Mitgliederversammlung 2018

Mitgliederversammlung 2018

Prof. Dr. Ulrich Lehner als Referent beim IVL; Gerhard Witte erneut zum Vorsitzenden gewählt


Fast traditionell fand die Mitgliederversammlung im Festsaal der Dückeburg statt, und einmal mehr hatte Petra Witte mit Geschick und Geschmack eine vorweihnachtliche Atmosphäre entstehen lassen.

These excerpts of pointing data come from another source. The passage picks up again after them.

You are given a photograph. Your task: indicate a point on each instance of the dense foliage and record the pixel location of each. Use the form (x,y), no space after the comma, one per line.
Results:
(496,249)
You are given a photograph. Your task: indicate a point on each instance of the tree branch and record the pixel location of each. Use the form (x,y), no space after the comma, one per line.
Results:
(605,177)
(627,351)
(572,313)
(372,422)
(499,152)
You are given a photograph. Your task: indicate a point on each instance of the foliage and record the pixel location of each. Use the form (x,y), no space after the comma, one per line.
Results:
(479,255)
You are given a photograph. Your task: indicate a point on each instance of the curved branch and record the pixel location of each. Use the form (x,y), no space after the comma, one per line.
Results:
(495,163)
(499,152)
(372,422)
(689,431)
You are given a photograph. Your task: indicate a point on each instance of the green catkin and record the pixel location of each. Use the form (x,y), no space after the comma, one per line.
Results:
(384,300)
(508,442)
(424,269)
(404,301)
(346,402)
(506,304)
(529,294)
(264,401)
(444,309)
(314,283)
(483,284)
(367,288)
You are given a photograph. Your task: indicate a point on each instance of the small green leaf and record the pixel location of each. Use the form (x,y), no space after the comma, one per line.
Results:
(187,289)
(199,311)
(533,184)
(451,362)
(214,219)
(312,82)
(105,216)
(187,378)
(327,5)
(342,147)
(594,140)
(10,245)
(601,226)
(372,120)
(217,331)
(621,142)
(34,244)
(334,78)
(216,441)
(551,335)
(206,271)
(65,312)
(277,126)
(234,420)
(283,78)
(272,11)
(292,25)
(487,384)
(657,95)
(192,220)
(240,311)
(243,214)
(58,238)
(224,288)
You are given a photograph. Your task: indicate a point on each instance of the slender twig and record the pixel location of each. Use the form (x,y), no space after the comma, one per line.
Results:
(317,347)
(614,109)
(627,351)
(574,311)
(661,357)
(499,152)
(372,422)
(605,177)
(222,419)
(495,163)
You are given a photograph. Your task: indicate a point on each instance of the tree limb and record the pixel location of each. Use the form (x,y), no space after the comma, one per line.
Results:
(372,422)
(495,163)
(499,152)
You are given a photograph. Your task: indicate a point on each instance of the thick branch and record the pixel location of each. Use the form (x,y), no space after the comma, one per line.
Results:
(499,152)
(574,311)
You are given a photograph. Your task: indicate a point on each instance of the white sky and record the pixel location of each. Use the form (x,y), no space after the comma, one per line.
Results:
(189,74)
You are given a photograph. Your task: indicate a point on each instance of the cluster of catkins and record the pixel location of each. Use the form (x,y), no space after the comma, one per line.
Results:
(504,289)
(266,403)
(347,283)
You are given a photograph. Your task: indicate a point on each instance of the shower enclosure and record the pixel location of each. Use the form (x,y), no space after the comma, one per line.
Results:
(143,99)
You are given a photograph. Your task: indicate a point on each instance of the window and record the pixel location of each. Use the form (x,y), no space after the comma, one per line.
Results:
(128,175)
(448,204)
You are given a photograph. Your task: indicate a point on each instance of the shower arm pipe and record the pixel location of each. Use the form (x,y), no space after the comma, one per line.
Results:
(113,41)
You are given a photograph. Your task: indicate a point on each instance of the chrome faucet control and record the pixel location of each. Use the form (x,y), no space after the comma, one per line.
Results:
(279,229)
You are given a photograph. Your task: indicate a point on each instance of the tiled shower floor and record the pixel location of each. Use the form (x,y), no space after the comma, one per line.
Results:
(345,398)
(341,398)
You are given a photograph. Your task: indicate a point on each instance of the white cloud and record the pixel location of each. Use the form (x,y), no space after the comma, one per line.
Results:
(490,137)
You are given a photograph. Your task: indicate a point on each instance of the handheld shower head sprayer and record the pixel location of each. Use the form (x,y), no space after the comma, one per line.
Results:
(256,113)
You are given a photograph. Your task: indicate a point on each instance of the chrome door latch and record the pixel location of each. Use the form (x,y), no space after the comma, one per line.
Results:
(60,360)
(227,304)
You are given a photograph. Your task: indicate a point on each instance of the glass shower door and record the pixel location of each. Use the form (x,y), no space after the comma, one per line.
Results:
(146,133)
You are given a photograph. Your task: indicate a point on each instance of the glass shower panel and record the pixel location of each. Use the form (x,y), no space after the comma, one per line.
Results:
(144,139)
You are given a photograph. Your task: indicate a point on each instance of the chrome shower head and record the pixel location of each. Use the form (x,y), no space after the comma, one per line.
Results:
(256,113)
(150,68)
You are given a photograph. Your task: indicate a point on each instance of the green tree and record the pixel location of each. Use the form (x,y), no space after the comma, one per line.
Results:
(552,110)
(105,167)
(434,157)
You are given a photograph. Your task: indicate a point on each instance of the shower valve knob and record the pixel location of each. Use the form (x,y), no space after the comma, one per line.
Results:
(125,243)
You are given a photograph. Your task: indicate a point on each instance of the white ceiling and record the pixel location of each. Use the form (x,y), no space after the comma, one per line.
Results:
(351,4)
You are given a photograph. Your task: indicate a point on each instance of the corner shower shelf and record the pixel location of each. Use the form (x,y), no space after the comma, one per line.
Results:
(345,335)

Die angekündigte Senkung der Gewerbesteuer (von 360 auf 299 Prozentpunkte bis 2021) und eine erfreulich niedrige Arbeitslosenquote waren die Sahnehäubchen auf dem Jahresbericht von Gerhard Witte, dem Vorsitzenden des Industrievereins Langenfeld. Bei der Versammlung am Nikolaustag vor rund 90 Gästen ließ Witte das Jahr Revue passieren, er erinnerte an Infoveranstaltungen, Stammtische mit Betriebsbesuchen und eine Reise in die Start-Up-Szene Berlins. Die notwendigen Formalien waren ebenso schnell abgehandelt wie die fälligen Vorstandsneuwahlen. Gerhard Witte bleibt im inzwischen 13. Jahr Vorsitzender,  sein Stellvertreter als Vize-Vorsitzender ist jetzt Thomas Schmies (ara). Auch Schriftführer Clemens Schmees, Schatzmeister Peter Backes und die Beisitzer Dirk Abel, Michael Becher, Franz Crtalic, Klaus März und Johannes Sühs wurden einstimmig (wieder)gewählt. Gerhard Witte dankte den Vorstandsmitgliedern für die auch menschlich angenehme Zusammenarbeit und appellierte an die jüngeren Vereinsmitglieder, sich für den und im IVL zu engagieren.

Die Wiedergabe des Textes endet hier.